A year later, he fearlessly returned and hiked 40 miles across the Congo jungle to Lake Tele where the local pygmy tribes swore the beast lived. According to rumour, it looked just like a Brontosaurus…or maybe a Plateosaurus, only smaller. After eight days paddling around the murky waters in a canoe he was forced to give up the ghost and return home. More encouraging was an expedition to Lake Seljord in Norway the following year where he believes he really did see a lake monster. “I was in a row boat saw a black creature maybe twenty feet long with barbs on its back. “It was doing an undulating motion but I couldn’t see its head. There’s some video I took but it isn’t great.”

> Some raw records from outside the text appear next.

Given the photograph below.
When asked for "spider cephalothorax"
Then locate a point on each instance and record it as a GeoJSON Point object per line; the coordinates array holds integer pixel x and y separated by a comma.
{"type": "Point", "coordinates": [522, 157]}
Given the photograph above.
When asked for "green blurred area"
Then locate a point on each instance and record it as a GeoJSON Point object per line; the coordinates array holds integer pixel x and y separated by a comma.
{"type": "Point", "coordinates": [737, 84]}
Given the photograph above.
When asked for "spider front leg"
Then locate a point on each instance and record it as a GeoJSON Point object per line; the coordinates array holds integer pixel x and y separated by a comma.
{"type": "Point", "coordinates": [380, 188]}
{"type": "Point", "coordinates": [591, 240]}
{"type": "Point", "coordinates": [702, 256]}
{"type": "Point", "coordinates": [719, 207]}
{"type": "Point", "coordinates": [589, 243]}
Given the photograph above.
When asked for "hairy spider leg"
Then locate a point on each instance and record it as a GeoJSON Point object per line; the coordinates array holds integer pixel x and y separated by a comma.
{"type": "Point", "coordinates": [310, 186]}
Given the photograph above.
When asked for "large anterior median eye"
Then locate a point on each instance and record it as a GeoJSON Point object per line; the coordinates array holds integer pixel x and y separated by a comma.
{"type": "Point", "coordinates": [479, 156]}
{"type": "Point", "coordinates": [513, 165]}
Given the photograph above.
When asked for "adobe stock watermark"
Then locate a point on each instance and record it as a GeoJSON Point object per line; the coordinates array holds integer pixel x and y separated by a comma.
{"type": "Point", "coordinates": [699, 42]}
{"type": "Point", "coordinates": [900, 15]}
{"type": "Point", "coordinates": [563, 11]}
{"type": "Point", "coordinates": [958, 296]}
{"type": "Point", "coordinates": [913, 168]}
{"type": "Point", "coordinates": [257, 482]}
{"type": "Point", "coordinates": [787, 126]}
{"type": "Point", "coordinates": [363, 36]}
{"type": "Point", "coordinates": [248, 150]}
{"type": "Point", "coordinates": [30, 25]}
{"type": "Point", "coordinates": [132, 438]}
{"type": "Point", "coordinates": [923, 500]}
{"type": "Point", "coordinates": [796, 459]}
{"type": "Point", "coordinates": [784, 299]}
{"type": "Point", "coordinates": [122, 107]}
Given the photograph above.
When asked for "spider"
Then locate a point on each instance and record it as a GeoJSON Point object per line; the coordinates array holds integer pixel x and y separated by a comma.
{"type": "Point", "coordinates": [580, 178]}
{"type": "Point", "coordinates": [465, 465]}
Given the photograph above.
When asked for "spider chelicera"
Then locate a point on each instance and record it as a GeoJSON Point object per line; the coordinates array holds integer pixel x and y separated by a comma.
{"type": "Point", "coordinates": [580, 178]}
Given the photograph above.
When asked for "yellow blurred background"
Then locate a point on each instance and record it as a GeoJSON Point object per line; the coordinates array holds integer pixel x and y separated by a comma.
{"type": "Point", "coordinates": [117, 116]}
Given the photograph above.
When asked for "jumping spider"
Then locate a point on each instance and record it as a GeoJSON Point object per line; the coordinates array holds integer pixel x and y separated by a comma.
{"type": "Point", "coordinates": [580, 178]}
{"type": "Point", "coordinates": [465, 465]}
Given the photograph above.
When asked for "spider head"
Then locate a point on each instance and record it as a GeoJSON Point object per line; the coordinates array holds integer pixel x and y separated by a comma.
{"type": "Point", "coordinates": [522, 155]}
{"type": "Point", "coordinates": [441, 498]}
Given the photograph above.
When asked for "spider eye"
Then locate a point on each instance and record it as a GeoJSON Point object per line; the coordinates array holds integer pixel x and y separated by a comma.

Since then, his focus has been mainly on Bigfoot and the monster’s extended family which he has sought out in Sumatra, China, Mongolia, Nepal, Canada, and the United States. His tools are binoculars, a machete to hack away the foliage and a DNA testing kit which he uses to examine suspicious hairs found in caves. “I don’t have the money to launch a King-Kong style expedition and capture one – and ethically I wouldn’t want to do it. “I’m doing the best I can with the resources I have. A track and tag project would be a great idea, but you can’t just wander into a country and do that. “You would need special permits, a qualified anaesthetist to tranquillise Bigfoot, a medical team and a flight team. “If I had the financial backing to do it, then I would do it. But usually my budget is only a couple of grand a trip. “There are other things to consider too, if you are trying to tranquillise an animal that is unknown to science, it would be hard to guess at the right mix of drugs. You’d only be able to make a best guess because it’s something no one has ever done. “You would be taking a lot of risks.”